Daniel Cormier still believes there is one arena where Jon Jones wants no part of him.
Not the Octagon, where their rivalry already produced one official Jones win at UFC 182 and one no-contest after the UFC 214 rematch was overturned. Cormier is talking about a mat, a short clock, and a rule set stripped down enough to expose who can actually wrestle when there is nowhere to hide.
Speaking during a Q&A at UFC Freedom 250, Cormier said talks had taken place for a late-year wrestling meeting with Jones at an unnamed event. According to the former UFC double champion and Olympic-level wrestler, the money was real, the bout would have lasted six minutes, and the offer crossed into seven figures for both men. His accusation was blunt: “He will not do it.”

Daniel Cormier says Jon Jones rejected seven-figure wrestling match
Cormier framed the proposed contest as something outside RAF, saying that promotion would not have the budget for the payday being discussed. The more serious offer, in his telling, came from another organization prepared to pay both men more than $1 million for a wrestling match. Cormier said he accepted the idea if Jones agreed to wrestle, then claimed Jones pushed away from that format once the details became uncomfortable.
The key dispute, as Cormier described it, was not whether the two old rivals could sell another confrontation. It was the scoring. Cormier said he believed a pure wrestling match would end in a lopsided technical result in his favor, and that Jones understood the risk of being visibly outclassed under points. When grappling was floated, Cormier said Jones wanted submission-only rules rather than a format where takedowns, control and positional work could decide the winner.
Why the rules matter more than the payday
That is the part of Cormier’s version that cuts deepest. Jones has long been one of MMA’s most complete clinch fighters, with trips, elbows, range management and opportunistic submissions all woven into his game.

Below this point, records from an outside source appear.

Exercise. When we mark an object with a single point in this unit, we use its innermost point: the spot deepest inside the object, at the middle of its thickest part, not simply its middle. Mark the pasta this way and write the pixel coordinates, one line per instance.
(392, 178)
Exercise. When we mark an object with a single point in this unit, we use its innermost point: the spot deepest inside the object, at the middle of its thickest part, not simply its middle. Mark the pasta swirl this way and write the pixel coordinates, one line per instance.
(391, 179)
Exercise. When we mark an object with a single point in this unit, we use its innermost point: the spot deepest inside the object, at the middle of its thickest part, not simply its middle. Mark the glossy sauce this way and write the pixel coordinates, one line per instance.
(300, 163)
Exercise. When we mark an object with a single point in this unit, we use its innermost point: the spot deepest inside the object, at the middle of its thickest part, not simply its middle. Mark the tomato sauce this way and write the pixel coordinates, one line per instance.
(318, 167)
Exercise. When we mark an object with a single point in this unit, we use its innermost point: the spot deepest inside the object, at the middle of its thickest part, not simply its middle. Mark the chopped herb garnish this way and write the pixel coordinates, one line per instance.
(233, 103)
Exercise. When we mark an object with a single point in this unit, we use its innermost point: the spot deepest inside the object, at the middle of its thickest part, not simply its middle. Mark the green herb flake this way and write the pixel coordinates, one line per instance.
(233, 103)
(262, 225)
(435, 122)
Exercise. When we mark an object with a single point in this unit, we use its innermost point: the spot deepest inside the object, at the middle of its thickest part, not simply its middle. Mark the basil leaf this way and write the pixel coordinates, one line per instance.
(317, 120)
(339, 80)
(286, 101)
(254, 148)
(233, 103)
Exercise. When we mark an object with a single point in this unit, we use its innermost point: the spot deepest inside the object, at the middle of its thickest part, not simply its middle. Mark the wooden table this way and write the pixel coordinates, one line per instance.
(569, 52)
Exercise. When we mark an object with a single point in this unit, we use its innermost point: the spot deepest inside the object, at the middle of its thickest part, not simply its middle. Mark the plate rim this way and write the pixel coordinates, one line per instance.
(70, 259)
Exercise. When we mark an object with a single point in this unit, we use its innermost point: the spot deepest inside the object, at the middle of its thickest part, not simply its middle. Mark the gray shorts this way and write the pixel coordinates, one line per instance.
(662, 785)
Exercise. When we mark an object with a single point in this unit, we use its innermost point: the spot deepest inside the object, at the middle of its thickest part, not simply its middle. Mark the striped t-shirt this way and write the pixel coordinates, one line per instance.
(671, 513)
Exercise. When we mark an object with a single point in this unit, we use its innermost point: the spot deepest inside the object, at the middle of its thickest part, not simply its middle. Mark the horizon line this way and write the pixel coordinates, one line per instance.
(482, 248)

Cormier, though, was an elite freestyle wrestler before he became a UFC champion, and a six-minute points match would drag the conversation away from mixed martial arts greatness and into a narrower, harsher argument about wrestling craft.
- Cormier made the claim during a UFC Freedom 250 Q&A.
- He said both men were offered seven figures for six minutes.
- The event and organization behind the offer were not named.
- Jones has not publicly answered Cormier’s accusation.

Jon Jones silence leaves old UFC rivalry alive
Jones has not responded as of now, which leaves the story living entirely through Cormier’s account. That matters, because the rivalry has always run on competing versions of pride: Jones as the superior MMA fighter with the official win, Cormier as the decorated wrestler who still sees a specific weakness behind Jones’ broader greatness. Their recent time opposite each other on ALF Reality 3, the Russian spin on The Ultimate Fighter concept, appears to have dragged the bad blood back into public view rather than softened it.
The sporting stakes would be strange but real. A wrestling match would not rewrite either man’s UFC career, yet it would give Cormier a clean lane to win a chapter Jones has never had to defend under wrestling rules. For Jones, who retired from MMA after being left out of UFC Freedom 250, the risk is reputational more than competitive: lose badly in a niche ruleset and the clip lives forever, even if his MMA résumé remains untouched. For Cormier, the next step is simple only if Jones answers; without that, the story stays as an allegation, not a booked contest.
| Point | Current status |
|---|---|
| Proposed matchup | Daniel Cormier vs. Jon Jones in wrestling or grappling |
| Claimed purse | Seven figures for each man, per Cormier |
| Planned length | Six minutes, according to Cormier’s Q&A comments |
| Rules dispute | Cormier wanted points available; he says Jones preferred submissions only |
| Public response | Jones has not addressed the claim publicly |
| Rivalry background | Jones beat Cormier at UFC 182; their UFC 214 bout became a no-contest |
The frustration for fans is that this is exactly the kind of odd, late-career spectacle that would actually answer a question rather than merely cash in on nostalgia. Cormier is not asking to run back five rounds of MMA in his mid-40s; he is daring Jones into the one combat sport lane where Cormier believes the old score is still unsettled. For now, the only confirmed fact is that Cormier says negotiations happened and Jones has not publicly responded.